Quels secteurs populaires participent aux manifestations et avec quels objectifs et orientations politiques ?
Les gens se sont levés pour exprimer leur colère contre des décennies d’injustice sociale et la mèche a été allumée par le mouvement étudiant fatigué de voir leurs parents se sacrifier pour payer leurs études. L’augmentation des tarifs de transport était la réforme qui était de trop et de là, un front de lutte s’est ouvert.

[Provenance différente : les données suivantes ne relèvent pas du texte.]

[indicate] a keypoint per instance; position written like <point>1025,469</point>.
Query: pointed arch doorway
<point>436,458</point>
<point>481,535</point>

Le mouvement étudiant a été l’avant-garde de cette insurrection, mais ce n’était pas un miracle, auparavant deux années de révolution féministe ont paralysé les universités, auparavant on a connu plusieurs années de lutte contre le système de retraite de l’AFP qui condamne les personnes âgées à la pauvreté, de même que l’évasion d’impôts du président Piñera, une série de collusions entre milieux économiques et politiques, bref, une accumulation de coups au bien-être des Chiliens. Bien que les manifestations soient pacifiques, les médias ne montrent que le chaos (souvent provoqué par l’armée), justifiant la militarisation. En fait, les médias ne communiquent pas sur les détentions et les disparitions postérieures, ils ne font que répéter un discours rayé comme un disque demandant un retour à la“normalité”. Les gens sont organisés en fédérations, en assemblée de voisins, en mouvements d’étudiants et de travail leurs. C’est un mouvement inclusif puisque de plus en plus de secteurs affectés de la société civile s’y joignent. C’est l’heure de la convergence des luttes. Il n’y a pas de leadership politique pour le moment. Si un parti osait se mettre à la tête du mouvement comme avant-garde dans le style marxiste-léniniste, il serait rejeté pour opportunisme. Peut-être que le peuple créera ses propres organes politiques… personne ne le sait.
Les rues d’Amérique latine semblent indiquer un nouveau réveil des peuples,quelle est votre position, si l’on considère les différentes évaluations par exemple par rapport à l’Equateur, où l’appareil a réussi à bloquer la vague de protestation avec le dialogue ?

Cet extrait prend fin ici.